#ubuntu-us-wa 2011-07-18
<MarkDude> valorie, you making it to OSCON?
<MarkDude> we have 2 passes for the Ubuntu table
<MarkDude> one for you
<MarkDude> and one for Oregon
<valorie> cool
<valorie> I have the free expo thing
<valorie> I'll be heading down Friday, spend that day 
<valorie> and eve with Colin and Rory, and head out to CLS on Sat. morning
<valorie> sharing a hotel room with Meryll again
<valorie> when are you coming north?
<MarkDude> maybe thursday
<MarkDude> so you have pass- that is good- we can have one for washington person
<MarkDude> and one for Oregon
<valorie> awesome
#ubuntu-us-wa 2011-07-20
<althara> I've asked AFK Tavern [http://www.afktavern.com] about hosting an Ubuntu Hour there the second Sunday of the month.
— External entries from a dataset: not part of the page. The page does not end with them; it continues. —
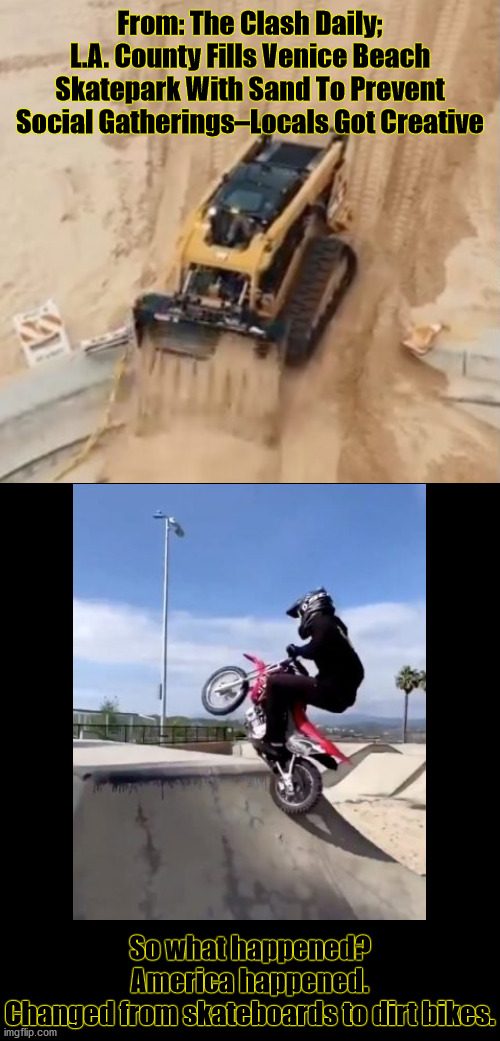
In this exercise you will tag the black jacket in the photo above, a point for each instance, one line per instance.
(332, 653)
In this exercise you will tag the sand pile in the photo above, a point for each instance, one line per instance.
(91, 220)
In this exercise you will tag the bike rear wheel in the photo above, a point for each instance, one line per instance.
(303, 792)
(221, 702)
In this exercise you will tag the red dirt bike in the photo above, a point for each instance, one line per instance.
(298, 783)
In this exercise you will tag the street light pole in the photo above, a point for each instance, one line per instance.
(169, 523)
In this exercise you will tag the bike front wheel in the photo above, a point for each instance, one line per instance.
(225, 690)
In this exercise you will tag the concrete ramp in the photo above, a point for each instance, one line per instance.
(190, 842)
(415, 791)
(375, 777)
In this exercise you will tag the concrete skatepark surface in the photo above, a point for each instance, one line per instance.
(190, 841)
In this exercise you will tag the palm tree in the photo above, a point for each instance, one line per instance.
(408, 679)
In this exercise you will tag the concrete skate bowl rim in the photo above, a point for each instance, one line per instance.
(30, 467)
(332, 778)
(356, 884)
(415, 777)
(347, 837)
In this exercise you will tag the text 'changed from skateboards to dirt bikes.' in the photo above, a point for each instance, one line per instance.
(209, 62)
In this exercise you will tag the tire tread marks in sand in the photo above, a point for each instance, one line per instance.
(233, 389)
(422, 154)
(374, 154)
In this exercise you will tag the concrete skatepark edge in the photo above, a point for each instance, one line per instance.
(195, 842)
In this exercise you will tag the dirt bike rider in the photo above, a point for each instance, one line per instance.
(340, 670)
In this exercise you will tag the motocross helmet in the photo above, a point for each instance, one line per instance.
(313, 603)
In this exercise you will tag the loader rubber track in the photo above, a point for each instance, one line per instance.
(329, 261)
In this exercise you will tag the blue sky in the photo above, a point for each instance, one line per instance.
(249, 551)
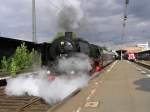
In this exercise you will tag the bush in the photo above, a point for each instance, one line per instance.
(22, 59)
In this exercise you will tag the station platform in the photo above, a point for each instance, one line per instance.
(122, 87)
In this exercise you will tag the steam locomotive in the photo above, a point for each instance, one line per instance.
(64, 46)
(67, 46)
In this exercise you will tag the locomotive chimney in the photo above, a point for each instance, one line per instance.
(69, 35)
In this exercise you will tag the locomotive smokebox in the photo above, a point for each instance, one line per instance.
(69, 35)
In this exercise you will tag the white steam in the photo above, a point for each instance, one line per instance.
(74, 75)
(69, 14)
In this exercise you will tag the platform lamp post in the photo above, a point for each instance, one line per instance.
(124, 24)
(33, 22)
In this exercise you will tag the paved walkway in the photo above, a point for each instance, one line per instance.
(123, 87)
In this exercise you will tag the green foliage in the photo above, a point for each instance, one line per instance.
(21, 59)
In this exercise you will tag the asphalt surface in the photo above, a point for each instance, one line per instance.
(123, 87)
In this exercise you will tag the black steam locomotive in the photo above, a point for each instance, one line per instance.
(67, 46)
(64, 46)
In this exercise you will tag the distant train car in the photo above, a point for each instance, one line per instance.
(144, 55)
(131, 57)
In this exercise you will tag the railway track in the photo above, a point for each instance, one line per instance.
(21, 103)
(29, 103)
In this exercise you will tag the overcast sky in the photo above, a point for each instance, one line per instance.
(101, 21)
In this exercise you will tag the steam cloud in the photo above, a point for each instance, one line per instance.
(69, 15)
(37, 84)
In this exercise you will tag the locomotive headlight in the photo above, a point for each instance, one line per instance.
(72, 72)
(62, 42)
(48, 71)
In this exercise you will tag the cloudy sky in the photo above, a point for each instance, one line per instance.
(99, 21)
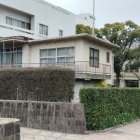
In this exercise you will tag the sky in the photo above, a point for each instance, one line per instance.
(106, 11)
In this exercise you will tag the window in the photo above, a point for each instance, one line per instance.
(17, 23)
(10, 57)
(107, 57)
(94, 57)
(43, 29)
(59, 55)
(132, 83)
(60, 33)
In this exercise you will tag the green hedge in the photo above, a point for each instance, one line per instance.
(38, 84)
(106, 107)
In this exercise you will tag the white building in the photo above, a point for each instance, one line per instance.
(91, 58)
(38, 19)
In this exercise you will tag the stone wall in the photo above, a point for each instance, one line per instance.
(60, 117)
(9, 129)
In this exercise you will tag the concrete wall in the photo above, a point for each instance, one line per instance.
(42, 12)
(9, 129)
(60, 117)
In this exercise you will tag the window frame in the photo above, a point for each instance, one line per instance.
(107, 57)
(41, 31)
(61, 33)
(56, 56)
(93, 59)
(17, 23)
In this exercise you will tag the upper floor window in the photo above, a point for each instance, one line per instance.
(107, 57)
(17, 23)
(57, 55)
(94, 57)
(60, 33)
(43, 29)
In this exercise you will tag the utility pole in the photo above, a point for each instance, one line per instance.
(93, 30)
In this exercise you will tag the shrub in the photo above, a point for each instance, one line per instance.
(38, 84)
(106, 107)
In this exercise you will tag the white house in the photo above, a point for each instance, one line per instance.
(38, 19)
(91, 58)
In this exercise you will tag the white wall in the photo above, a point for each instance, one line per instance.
(47, 14)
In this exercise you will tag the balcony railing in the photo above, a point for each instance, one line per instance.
(82, 69)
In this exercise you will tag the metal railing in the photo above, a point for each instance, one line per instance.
(82, 68)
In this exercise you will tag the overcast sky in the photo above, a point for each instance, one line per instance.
(106, 11)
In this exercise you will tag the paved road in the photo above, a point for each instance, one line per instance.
(129, 132)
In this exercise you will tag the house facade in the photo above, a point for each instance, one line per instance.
(91, 58)
(38, 19)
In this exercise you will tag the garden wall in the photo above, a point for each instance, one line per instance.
(108, 107)
(51, 84)
(60, 117)
(9, 129)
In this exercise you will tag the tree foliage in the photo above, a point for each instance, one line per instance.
(123, 34)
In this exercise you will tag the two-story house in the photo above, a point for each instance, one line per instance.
(91, 58)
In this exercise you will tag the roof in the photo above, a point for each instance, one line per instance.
(74, 37)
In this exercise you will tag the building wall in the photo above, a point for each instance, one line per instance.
(42, 12)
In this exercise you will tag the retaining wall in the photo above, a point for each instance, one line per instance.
(60, 117)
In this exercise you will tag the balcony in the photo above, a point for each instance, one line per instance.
(81, 68)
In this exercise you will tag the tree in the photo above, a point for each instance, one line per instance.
(80, 28)
(133, 64)
(124, 35)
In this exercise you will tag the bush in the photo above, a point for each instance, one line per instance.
(107, 107)
(38, 84)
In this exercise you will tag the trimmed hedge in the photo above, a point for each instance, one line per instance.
(37, 84)
(105, 107)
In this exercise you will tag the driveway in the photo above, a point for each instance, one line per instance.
(129, 132)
<althara> If they're cool with it I'll be putting it on the Public Event calendar on their site. First one to be August 14th at 3:30pm.
#ubuntu-us-wa 2011-07-21
<valorie> neato!
<valorie> not sure I'll be back from Berlin
<valorie> I will!
<valorie> oh, Everett
<valorie> that's a drive
<valorie> for sure
<valorie> unless I can talk my son into driving with me.....
<seattlegaucho> got the hotel in Portland for OSCON ... I'll arrive Wed and then stay through Thu only ...
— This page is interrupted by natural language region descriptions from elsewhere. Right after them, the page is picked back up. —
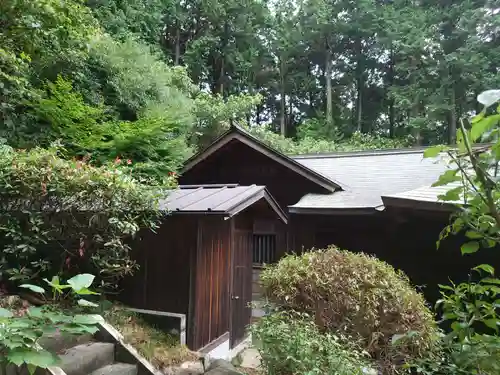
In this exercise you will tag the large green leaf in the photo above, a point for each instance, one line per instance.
(87, 319)
(447, 177)
(38, 358)
(432, 152)
(486, 268)
(4, 313)
(469, 247)
(489, 97)
(482, 126)
(451, 195)
(33, 288)
(85, 303)
(81, 281)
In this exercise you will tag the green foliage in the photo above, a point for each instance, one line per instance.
(14, 90)
(473, 345)
(153, 146)
(52, 33)
(308, 145)
(20, 332)
(142, 18)
(355, 296)
(471, 308)
(61, 113)
(64, 217)
(291, 344)
(214, 113)
(133, 80)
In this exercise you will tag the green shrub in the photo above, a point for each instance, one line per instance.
(291, 344)
(358, 296)
(66, 217)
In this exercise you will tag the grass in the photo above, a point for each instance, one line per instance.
(158, 347)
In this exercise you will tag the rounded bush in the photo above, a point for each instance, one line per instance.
(291, 344)
(357, 296)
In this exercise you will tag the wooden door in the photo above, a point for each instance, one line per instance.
(241, 291)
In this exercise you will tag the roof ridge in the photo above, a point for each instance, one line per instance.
(360, 153)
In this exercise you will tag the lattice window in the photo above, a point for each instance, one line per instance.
(264, 248)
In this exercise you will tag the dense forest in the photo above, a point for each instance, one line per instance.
(151, 81)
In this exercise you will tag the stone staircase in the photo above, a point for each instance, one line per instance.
(94, 358)
(85, 355)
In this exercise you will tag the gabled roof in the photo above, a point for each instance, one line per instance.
(237, 133)
(367, 176)
(424, 198)
(228, 200)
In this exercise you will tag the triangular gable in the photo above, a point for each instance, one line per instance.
(236, 133)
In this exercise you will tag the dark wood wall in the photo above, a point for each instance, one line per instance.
(241, 312)
(162, 282)
(406, 240)
(238, 163)
(211, 300)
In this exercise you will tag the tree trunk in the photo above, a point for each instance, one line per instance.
(452, 126)
(258, 111)
(392, 113)
(177, 58)
(359, 85)
(282, 99)
(328, 80)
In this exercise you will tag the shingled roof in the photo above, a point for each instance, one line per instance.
(227, 200)
(367, 176)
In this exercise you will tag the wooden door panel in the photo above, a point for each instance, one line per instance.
(241, 292)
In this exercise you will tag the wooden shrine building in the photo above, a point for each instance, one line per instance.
(242, 204)
(199, 263)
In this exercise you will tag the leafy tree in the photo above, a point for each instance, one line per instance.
(64, 217)
(471, 307)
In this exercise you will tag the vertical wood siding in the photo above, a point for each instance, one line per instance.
(241, 311)
(162, 281)
(213, 281)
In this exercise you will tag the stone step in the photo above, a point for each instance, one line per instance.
(85, 358)
(57, 342)
(116, 369)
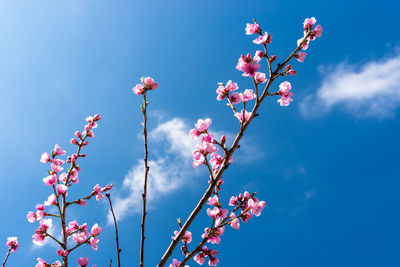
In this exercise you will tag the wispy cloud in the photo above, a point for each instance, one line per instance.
(304, 200)
(370, 90)
(170, 168)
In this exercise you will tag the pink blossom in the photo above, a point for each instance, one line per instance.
(198, 159)
(206, 147)
(258, 56)
(217, 213)
(97, 189)
(149, 83)
(256, 206)
(216, 160)
(83, 261)
(38, 239)
(309, 23)
(31, 216)
(45, 158)
(260, 77)
(235, 223)
(252, 28)
(318, 31)
(194, 134)
(213, 261)
(289, 71)
(223, 139)
(79, 237)
(12, 242)
(247, 65)
(50, 180)
(62, 189)
(93, 242)
(239, 115)
(235, 98)
(263, 39)
(96, 117)
(300, 56)
(200, 258)
(303, 46)
(247, 95)
(208, 138)
(284, 91)
(245, 217)
(272, 58)
(233, 201)
(58, 150)
(223, 91)
(41, 263)
(187, 236)
(73, 141)
(202, 125)
(96, 229)
(40, 214)
(138, 89)
(46, 223)
(78, 134)
(81, 202)
(51, 200)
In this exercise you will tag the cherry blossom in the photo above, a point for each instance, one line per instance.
(12, 242)
(252, 28)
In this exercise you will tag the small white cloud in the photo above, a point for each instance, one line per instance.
(372, 90)
(305, 201)
(171, 146)
(170, 168)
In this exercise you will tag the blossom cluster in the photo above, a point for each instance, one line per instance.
(246, 204)
(207, 147)
(12, 243)
(148, 83)
(60, 180)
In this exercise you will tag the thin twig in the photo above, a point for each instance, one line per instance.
(146, 173)
(228, 155)
(116, 230)
(5, 259)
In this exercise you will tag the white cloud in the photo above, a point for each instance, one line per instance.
(170, 149)
(170, 167)
(372, 90)
(304, 200)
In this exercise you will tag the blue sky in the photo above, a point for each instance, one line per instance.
(327, 165)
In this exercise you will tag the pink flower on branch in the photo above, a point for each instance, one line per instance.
(12, 242)
(263, 39)
(252, 28)
(83, 261)
(239, 115)
(247, 65)
(284, 92)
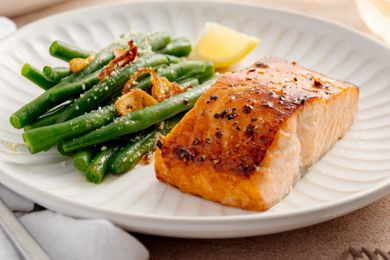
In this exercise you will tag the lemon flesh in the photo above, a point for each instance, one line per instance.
(223, 46)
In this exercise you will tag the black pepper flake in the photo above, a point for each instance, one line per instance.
(264, 139)
(247, 169)
(317, 84)
(249, 131)
(232, 115)
(261, 65)
(223, 113)
(247, 109)
(184, 154)
(159, 144)
(197, 141)
(268, 104)
(218, 134)
(201, 158)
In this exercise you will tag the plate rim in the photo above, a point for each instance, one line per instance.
(371, 194)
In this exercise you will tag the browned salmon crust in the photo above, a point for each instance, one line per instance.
(254, 132)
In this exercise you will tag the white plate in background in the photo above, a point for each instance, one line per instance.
(353, 174)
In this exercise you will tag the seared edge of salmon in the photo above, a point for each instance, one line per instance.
(252, 135)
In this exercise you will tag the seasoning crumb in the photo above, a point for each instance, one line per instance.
(159, 144)
(147, 159)
(218, 134)
(317, 84)
(197, 141)
(249, 131)
(261, 65)
(184, 154)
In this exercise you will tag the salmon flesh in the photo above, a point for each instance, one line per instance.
(255, 132)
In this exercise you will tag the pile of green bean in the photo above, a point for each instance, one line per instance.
(76, 111)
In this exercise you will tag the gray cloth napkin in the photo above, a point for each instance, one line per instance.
(67, 238)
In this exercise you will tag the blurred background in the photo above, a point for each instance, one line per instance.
(370, 16)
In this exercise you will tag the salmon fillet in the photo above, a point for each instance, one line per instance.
(255, 132)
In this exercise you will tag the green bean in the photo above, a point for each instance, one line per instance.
(49, 118)
(55, 74)
(180, 47)
(67, 52)
(100, 92)
(98, 167)
(74, 89)
(82, 159)
(138, 120)
(128, 156)
(190, 82)
(37, 77)
(208, 73)
(175, 72)
(157, 40)
(41, 139)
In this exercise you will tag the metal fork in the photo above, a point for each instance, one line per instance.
(26, 245)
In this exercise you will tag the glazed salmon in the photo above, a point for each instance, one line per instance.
(255, 132)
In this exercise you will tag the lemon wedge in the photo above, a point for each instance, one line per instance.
(223, 46)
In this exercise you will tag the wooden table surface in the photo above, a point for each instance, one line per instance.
(368, 227)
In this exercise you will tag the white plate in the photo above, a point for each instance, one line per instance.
(353, 174)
<seattlegaucho> ... darn company won't allow otherwise
#ubuntu-us-wa 2011-07-22
<valorie> at least we'll get to meet
<valorie> :-)
<althara> I'll be there Sunday evening through Friday afternoon
<althara> I'm am so excited!!!!!!
<valorie> I'm going down Friday
<valorie> spending the day/evening/night with my boys, then doing CLS Sat/Sun
<valorie> probably leaving Wed. or Thursday
<althara> I'm not sure if I'm going to make it to CLS on Sunday, but I registered just in case
<valorie> depending on what is scheduled
<valorie> cool
<seattlegaucho> can't make it to any of the other events :,(
<seattlegaucho> ... time to drive home ... see y'all later
<valorie> see you next week!
<Salt> valorie, ping
<valorie> salt, pong
<Salt> valorie, tell me about this weekend
<valorie> CLS - free, unconference
<valorie> at the Oregon Convention center, same place (different rooms) as OSCON
<valorie> Community Leadership Summit
<valorie> Jono Bacon and a few people got it together
<valorie> went last year, and it was GREAT
<valorie> good party Sat. night last year as well
<valorie> free liquor for a couple of hours
<Salt> probably won't be making it, portland is a long ways
#ubuntu-us-wa 2013-07-15
<androidbruce> seattlegaucho, hey dude you around? 
<seattlegaucho> androidbruce: I am 
<seattlegaucho> ... now ;)